ProjectThe Politics of Emergency Claim-Making and it Alternatives
The contemporary world is rife with what might be called “emergency claim-making.” Public officials, journalists, scientists, citizen activist groups and others claim that particular situations are emergencies. In so doing, they seek to direct attention and resources to particular groups or issues, justify exceptions to normal rules and procedures, and/or defend the use of violent force. Their claims, which sometimes reinforce or compete with each other, are accepted, rejected, or ignored by different audiences.

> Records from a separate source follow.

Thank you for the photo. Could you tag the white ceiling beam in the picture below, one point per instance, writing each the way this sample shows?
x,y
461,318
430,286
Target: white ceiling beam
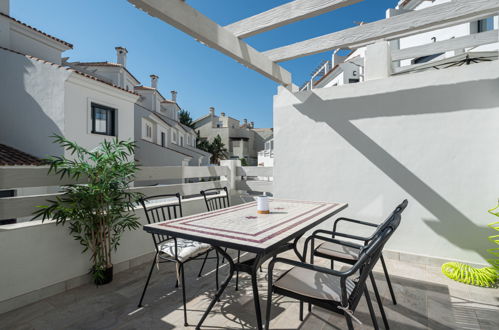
x,y
185,18
436,17
288,13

The aim of my book project is to bring the politics of emergency claim-making into view, elucidate how it functions in the context of large-scale global issues such as climate change, epidemics, violent conflict, and migration, evaluate it normatively, and consider alternatives to it. My research so far suggests that the politics of emergency claim-making—as a distinctive set of discourses, institutions, and practices—is a poisoned chalice, especially for marginalized groups: it promises a lot, yet delivers much less—and sometimes does more harm than good. However, it is almost impossible to resist, especially given the dearth of other options. A central aim of the book, therefore, is to show that the politics of emergency claim-making is merely one kind of response to urgency among others; it is not inevitable. Indeed, its limitations offer ample reason to search out alternative languages, practices, and institutional forms for addressing urgent issues.